Moved from Google Code:
https://code.google.com/p/httparchive/issues/detail?id=192:
Guypo suggests ways to improve the correlation coefficient to isolate other variables:
On 6/25/11 11:18 AM, Guy Podjarny wrote:
The correlation coeff is accurate in determining the variable that correlates the most to load time. The problem is with showing the numbers of the next items without neutralizing that top var. For those, its simply inaccurate, I don't think it's like the median vs average conversation, where they're indeed all right.
I'm not sure there's an easy way to calculate it quickly. Maybe using a stats tool instead of php calculation?
Maybe only calculate the top variable correlating to load time each run, and occasionally do the full analysis using SPSS? Note that SPSS calculates it quite quickly.
Guy Podjarny | CTO, Blaze | 613-800-0413 x202
On 2011-06-25, at 13:46, Steve Souders [email protected] wrote:
Then what's the purpose of the correlation coeff I use? It seems like you're saying the current formula should never be used (when there are multiple variables). This reminds me of the avg vs median vs 90% debate - they're all valid formulas, it just depends on what you're after and clearly stating what function you're using.
Because the next question is: how do you implement this? Right now the correlation coeff charts take 10x longer than any other chart, and my guess is it's based on the order of N, and N is about to increase several orders of magnitude. So there's the practical aspects, too.
-Steve
On 6/25/11 10:37 AM, Guy Podjarny wrote:
I thought of a simpler example:
Let's say you check how reading skills and age correlate to height.
If you looked at the clean numbers, you'll see reading skills correlate quite well to height. But logically, clearly that's only because reading skill correlates to age, which correlates to height.
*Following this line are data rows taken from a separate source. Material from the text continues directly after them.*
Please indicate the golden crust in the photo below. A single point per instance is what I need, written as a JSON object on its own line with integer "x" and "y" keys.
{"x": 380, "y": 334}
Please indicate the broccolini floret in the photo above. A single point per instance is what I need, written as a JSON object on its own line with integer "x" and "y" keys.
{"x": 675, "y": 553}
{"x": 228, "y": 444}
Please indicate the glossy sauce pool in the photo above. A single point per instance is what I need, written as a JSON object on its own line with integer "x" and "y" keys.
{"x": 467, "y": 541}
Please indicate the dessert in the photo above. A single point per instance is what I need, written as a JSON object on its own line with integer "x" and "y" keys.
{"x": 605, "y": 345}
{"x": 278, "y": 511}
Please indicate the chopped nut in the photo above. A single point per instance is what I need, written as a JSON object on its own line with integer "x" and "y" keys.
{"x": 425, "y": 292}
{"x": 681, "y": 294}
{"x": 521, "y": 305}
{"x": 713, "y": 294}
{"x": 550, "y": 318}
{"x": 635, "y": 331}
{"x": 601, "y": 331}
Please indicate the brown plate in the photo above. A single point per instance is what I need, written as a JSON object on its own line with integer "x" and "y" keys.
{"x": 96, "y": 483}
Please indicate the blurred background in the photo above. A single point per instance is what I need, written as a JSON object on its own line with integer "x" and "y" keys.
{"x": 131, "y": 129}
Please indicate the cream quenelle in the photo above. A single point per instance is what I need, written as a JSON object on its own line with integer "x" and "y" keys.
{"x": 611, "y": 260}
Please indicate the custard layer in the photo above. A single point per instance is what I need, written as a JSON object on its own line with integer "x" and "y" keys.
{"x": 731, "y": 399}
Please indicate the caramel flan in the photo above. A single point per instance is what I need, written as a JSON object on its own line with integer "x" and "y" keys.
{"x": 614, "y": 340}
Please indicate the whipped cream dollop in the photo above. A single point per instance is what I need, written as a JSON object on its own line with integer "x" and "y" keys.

That's why you have to use partial correlation to see correlations above and beyond variables that may explain the correlation.
Cheers,
Guypo
On Sat, Jun 25, 2011 at 12:58 PM, Guy Podjarny [email protected] wrote:
The main issue is that when you calculate the correlation between A & C and B & C, you don't take into account the correlation between A & B.
For example, if these are the correlations:
1. A & B = 0.8
2. A & C = 0.7
3. B & C = 0.9
Then correlation #2 can be explained by #1 and #3, and you can't really say that A & C correlate.
I feel that's not a good enough explanation, so let me try a real world example.
Let's take these three variables:
W - Load Time
X - Total # Requests
Y - Total # JS Requests
Z - Total # CSS Requests
And that these are the correlations between them:
WX = 0.7
WY = 0.6
WZ = 0.5
XY = 0.8
XZ = 0.3
Logically, total # of requests is the top correlation to load time, followed by # of JS reqs and # CSS reqs.
Also, pages with many requests often have many JS requests too, but often don't have many CSS requests (this is a made up example, just to show stats).
In first pass, you'd say that the # of JS requests is a more significant factor in the load time. However, when you calculate the correlation between # of CSS & JS reqs above and beyond total # of requests, you get these values (this is called "partial correlation", the formula is in the attached doc):
WY.X = 0.09 - Excel Formula: =(0.6 - 0.7*0.8)/(SQRT(1-0.7*0.7)*SQRT(1-0.8*0.8))
WZ.X = 0.42 - Excel Formua: =(0.5 - 0.7*0.3)/(SQRT(1-0.7*0.7)*SQRT(1-0.3*0.3))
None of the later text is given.